796/MENKES/SK/VII/2010 tentang pedoman teknis pengendalian kanker payudara dan

kanker serviks.

Pemeriksaan deteksi dini kanker leher rahim dengan IVA adalah pemeriksaan leher

rahim secara visual menggunakan asam cuka berarti melihat leher rahim dengan mata

telanjang untuk mendeteksi abnormalitas setelah pengolesan asam asetat atau cuka (3-5%).

Daerah yang tidak normal akan berubah warna dengan batas tegas menjadi putih

(acetowhite), yang mengindikasikan bahwa leher rahim mungkin memiliki lesi prakanker.
Pemeriksaan IVA dilakukan pada wanita yang berusia 30-50 tahun dan yang sudah

melakukan hubungan seksual dan juga perempuan tersebut dalam keadaaan tidak hamil.

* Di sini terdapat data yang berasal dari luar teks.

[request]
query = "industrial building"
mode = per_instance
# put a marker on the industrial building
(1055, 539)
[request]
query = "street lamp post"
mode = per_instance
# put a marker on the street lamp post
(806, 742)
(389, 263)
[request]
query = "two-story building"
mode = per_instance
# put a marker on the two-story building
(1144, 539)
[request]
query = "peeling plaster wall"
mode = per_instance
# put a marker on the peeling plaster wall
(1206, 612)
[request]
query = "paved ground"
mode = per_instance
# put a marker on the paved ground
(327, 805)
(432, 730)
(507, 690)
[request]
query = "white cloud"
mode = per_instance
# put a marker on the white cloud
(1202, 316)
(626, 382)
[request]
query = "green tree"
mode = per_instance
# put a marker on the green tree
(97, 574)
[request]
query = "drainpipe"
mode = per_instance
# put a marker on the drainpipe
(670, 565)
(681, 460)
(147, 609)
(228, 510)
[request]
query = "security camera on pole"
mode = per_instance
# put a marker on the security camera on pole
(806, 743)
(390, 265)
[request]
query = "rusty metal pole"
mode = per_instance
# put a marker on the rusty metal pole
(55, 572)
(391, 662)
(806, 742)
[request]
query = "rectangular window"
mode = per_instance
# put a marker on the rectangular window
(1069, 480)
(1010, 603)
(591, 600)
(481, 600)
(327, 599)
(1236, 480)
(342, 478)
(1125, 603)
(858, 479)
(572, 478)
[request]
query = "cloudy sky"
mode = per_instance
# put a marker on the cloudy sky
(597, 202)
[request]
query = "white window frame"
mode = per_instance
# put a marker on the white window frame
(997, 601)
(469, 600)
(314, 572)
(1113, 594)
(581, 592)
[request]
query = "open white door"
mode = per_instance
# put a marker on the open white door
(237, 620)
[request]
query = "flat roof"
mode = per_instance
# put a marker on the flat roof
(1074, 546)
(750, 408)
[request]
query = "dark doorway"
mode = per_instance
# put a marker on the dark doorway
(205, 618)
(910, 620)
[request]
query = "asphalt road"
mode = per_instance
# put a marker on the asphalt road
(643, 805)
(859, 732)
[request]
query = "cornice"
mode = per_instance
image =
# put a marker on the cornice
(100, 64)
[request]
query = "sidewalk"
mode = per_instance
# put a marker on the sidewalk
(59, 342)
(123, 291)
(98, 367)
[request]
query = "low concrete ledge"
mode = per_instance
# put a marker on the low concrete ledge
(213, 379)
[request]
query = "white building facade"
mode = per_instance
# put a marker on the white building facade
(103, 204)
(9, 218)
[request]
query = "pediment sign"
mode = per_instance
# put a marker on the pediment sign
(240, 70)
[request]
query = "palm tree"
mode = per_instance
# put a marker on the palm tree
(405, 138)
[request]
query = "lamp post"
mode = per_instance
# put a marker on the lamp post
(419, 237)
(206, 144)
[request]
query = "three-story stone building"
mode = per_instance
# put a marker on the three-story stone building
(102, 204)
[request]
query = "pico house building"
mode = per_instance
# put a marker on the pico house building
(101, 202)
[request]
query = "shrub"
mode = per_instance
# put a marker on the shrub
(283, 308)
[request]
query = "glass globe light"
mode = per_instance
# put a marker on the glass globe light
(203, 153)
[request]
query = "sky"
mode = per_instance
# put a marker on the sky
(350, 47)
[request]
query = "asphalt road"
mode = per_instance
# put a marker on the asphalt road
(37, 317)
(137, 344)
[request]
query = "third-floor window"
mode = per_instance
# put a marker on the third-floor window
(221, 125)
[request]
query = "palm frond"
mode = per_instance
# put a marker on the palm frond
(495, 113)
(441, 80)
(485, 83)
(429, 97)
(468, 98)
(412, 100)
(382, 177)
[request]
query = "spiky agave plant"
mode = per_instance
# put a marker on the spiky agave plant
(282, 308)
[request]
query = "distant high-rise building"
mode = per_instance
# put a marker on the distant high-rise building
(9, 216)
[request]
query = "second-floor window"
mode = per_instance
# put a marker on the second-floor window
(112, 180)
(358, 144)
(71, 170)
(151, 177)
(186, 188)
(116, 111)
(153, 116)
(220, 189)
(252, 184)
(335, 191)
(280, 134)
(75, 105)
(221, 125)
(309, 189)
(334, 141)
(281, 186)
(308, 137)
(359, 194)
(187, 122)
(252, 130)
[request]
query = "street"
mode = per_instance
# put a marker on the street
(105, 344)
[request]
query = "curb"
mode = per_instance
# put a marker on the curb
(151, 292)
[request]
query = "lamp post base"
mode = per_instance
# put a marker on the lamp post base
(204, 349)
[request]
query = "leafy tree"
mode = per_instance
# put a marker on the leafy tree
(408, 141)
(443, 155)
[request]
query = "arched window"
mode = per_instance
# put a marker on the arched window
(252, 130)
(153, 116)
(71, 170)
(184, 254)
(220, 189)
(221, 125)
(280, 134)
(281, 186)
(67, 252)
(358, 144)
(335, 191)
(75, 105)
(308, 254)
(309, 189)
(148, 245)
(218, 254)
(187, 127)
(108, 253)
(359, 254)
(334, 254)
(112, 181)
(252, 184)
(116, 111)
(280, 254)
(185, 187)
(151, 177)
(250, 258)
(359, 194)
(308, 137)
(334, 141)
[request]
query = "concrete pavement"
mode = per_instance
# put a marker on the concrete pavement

Pemeriksaan IVA dapat dilakukan oleh Bidan, perawat, dokter umum dan dokter spesialis

yang sudah terlatih (Arum, 2015). Metode IVA merupakan metode yang dianjurkan untuk

fasilitas dengan sumber daya yang sederhana seperti puskesmas. Metode IVA mempunyai

keunggulan selain tidak memakan biaya yang mahal metode ini juga dapat memberikan hasil

dengan cepat sehingga dapat segera diambil keputusan mengenai penatalaksanaannya.

Masih terdapatnya banyak wanita yang belum ingin melakukan deteksi dini

mengakibatkan banyak kasus ini ditemukan sudah pada stadium lanjut yang sering kali

mengakibatkan kematian. Padahal di Indonesia sudah banyak pelayanan kesehatan yang

menyediakan fasilitas deteksi dini seperti di rumah sakit, rumah bersalin, pusat atau klinik

deteksi dini, praktek dokter spesialis kandungan, puskesmas, praktek dokter umum dan bidan

yang telah terlatih dan mempunyai peralatan pap smear, tetapi angka morbiditas dan

mortalitas akibat kanker serviks ini masih tinggi.

Berdasarkan latar belakang diatas dan dengan melihat kejadian kanker serviks atau

kanker leher Rahim sangat tinggi, maka deteksi dini untuk mencegah terjadinya kanker

serviks sangat penting untuk dilakukan secara rutin. Melakukan deteksi dini akan mencegah

terjadinya penyakit atau dalam kasus ini adalah kanker serviks pada stadium lanjut. Sehingga

harapannya dengan melakukan deteksi dini akan menurunkan angka kejadian kanker seviks

di Indonesia dan bahkan di dunia.


Sumber:

Departemen Kesehatan Republik Indonesia. 2015. Panduan Program Nasional Gerakan

Pencegahan dan Deteksi Dini Kanker Kanker Leher Rahim dan Kanker Payudara.

Kementerian Kesehatan RI Direktorat Jenderal Pengendalian Penyakit dan Penyehatan

Lingkungan Direktorat Pengendalian Penyakit Tidak Menular.

Riskesdas. 2013. Riset Kesehatan Dasar Tingkat Provinsi di Republik Indonesia Tahun 2013.

World Health Organization. 2014. World Prevalences of Cervical Cancer.